Re: How to: Django development and debugging

@Luis Zárate 
>I dislike VS as IDE but
Please remember, this is Visual Studio Code (cross platform, open source, free) and not to be confused with Visual Sutdio IDE (full blown IDE runs only on Windows)

>great if you want to support Django there
Django is supported today (including template debugging). Right now i'm looking at the need for debugging with auto-reload.

On Monday, 24 October 2016 03:40:35 UTC+11, luisza14 wrote:
I rarelly debug code with django, with external utility, just trace stack when errors appears, buy when I need it I use pydev over Aptana,  it has heap monitor, breakpoints, step by step run and other debugger functions.

One important thing is that I need to say to pydev that  run django with --no-autoreload parameter, so then works well because when I am debugging I am not coding and I can start or stop the server when I want.

I always run django in external terminal when I am coding, I really like the autoreload, I think it's better if the IDE can reload, but I really hate when Aptana is configured wrong and server never die, because I need to user $ killall python (or some like that) to stop django.

I dislike VS as IDE but, great if you want to support Django there.

El viernes, 21 de octubre de 2016, Muizudeen Kusimo <devb...@gmail.com> escribió:
> Hello Folks,
> PyCharm makes debugging Django (and other Python) applications very easy. Some of the features which are very helpful include:
>
> Ability to choose specific Python Interpreter you want to run the code base against. Useful if you use virtualenv and need to test your code in different Python versions
> Standard debugging tools - Step Into, Step Over, Step Out, Watches
> Support for debugging other Python libraries tied to your Django application e.g.
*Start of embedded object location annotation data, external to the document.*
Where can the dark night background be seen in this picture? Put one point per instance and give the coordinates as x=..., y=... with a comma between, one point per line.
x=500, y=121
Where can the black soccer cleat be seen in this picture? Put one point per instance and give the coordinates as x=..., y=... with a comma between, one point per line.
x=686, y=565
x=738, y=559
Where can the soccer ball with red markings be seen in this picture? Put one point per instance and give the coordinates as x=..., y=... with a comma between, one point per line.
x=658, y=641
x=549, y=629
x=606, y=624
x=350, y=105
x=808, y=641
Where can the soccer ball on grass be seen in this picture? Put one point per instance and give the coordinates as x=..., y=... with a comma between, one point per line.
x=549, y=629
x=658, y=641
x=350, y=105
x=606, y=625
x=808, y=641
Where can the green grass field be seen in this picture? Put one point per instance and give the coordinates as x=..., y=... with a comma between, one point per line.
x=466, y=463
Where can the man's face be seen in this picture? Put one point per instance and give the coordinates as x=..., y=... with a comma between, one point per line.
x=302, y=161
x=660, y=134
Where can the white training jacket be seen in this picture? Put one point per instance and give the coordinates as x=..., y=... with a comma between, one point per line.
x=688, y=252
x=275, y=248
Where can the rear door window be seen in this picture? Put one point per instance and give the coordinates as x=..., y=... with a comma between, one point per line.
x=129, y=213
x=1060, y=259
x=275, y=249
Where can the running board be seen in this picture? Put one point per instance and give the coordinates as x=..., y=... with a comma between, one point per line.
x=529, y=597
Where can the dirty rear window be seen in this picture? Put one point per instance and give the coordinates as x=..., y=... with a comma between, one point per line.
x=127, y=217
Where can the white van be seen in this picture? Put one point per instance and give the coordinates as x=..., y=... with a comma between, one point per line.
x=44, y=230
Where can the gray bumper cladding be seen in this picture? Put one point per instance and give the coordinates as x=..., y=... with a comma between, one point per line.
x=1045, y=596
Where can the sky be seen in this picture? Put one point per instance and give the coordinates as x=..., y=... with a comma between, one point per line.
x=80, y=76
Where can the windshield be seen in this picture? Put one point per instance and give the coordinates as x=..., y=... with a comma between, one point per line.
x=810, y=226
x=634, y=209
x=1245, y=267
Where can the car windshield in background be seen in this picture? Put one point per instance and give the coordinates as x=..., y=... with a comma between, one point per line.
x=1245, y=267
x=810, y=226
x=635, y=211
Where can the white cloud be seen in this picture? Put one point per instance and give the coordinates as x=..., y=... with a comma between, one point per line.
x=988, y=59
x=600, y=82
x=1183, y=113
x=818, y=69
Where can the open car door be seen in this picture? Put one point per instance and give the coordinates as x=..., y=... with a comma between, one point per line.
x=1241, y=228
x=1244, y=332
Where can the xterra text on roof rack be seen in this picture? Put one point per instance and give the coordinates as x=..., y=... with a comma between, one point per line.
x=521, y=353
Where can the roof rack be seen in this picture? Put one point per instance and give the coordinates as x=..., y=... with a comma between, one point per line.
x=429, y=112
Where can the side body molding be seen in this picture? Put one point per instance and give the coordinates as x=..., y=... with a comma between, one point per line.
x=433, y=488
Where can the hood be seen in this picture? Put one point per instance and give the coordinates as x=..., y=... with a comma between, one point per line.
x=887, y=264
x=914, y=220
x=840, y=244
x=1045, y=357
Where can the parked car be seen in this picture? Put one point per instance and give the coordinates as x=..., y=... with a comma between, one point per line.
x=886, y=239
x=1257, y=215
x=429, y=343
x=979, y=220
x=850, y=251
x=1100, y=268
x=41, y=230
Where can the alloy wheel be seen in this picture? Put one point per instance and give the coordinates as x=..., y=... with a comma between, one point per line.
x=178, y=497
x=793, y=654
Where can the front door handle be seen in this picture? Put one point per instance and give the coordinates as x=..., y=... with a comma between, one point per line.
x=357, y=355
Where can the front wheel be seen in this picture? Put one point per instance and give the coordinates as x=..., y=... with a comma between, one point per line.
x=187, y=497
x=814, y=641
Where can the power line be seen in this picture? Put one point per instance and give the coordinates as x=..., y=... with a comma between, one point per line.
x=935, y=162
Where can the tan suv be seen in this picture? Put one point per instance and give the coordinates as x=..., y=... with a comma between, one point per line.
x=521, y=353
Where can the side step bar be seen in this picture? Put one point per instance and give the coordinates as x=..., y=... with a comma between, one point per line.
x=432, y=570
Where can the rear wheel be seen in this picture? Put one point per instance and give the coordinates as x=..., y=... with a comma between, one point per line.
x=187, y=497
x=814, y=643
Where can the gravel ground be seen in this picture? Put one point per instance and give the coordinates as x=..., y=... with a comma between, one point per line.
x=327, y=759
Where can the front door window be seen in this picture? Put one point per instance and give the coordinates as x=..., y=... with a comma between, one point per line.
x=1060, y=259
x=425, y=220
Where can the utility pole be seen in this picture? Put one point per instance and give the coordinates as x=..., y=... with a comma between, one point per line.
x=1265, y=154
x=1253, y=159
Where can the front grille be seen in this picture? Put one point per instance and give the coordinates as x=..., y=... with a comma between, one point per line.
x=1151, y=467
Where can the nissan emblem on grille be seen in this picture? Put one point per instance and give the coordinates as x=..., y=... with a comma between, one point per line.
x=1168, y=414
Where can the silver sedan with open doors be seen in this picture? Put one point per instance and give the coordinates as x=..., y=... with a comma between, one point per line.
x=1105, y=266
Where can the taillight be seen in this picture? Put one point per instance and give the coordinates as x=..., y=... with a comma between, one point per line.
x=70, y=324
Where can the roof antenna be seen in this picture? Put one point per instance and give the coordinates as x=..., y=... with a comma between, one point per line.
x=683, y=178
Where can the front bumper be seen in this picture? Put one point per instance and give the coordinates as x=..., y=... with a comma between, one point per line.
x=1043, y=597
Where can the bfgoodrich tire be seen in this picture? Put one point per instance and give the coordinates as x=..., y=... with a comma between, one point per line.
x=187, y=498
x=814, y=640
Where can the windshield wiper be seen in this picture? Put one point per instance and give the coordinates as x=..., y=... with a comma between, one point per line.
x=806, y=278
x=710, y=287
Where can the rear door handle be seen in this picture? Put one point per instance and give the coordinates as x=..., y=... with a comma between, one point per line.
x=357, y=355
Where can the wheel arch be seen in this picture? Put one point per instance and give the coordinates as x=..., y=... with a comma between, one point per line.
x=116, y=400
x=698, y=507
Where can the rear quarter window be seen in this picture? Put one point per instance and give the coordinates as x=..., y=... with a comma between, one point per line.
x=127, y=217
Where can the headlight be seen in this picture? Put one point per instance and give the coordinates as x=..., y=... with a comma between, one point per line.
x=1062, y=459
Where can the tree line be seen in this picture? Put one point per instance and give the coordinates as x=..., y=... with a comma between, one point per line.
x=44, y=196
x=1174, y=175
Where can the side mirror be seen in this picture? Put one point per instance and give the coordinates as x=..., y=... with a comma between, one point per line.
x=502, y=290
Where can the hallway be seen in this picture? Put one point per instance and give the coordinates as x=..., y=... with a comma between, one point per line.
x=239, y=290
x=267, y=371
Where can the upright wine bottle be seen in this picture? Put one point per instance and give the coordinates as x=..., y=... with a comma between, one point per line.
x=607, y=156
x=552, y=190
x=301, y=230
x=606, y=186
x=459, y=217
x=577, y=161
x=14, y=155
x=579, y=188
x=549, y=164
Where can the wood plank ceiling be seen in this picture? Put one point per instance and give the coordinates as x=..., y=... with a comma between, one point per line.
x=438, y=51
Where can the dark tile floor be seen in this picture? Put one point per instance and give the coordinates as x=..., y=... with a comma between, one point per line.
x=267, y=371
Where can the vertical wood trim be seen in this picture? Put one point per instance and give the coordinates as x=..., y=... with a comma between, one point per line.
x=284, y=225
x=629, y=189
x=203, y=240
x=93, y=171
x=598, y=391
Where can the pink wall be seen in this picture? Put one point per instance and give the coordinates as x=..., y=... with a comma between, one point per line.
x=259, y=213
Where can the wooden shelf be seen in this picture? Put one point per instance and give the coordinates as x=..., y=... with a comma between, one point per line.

Lettuce BDD tests, Unit Tests e.t.c
>
> It's definitely worth a try as you can get a lot from the Community Edition
> Regards
> On Thursday, October 20, 2016 at 8:30:45 PM UTC-4, Don Thilaka Jayamanne wrote:
>>
>> Hi Everyone, I'm the author of a Python plugin for the VS Code editor (https://github.com/DonJayamanne/pythonVSCode). Basically it provides intellisense, code navigation, debugging (django, multi threads, etc), data science and the like.
>> When it comes to debugging django applications, today the extension disables (doesn't support) live reloading of django applications.
>> I'm thinking of having a look at this particular area. Before I do so, I'd like to get an idea of how developers actually develop and debug django applications.
>> Most of the people i've spoken to say they develop as follows:
>> - Fire up the django application with live reload 
>> - Start codeing
>> - Test in the browser
>> - Very rarely would they debug an application
>> - i.e. majority of the time they don't launch the application in debug mode 
>> How do you work on django applications?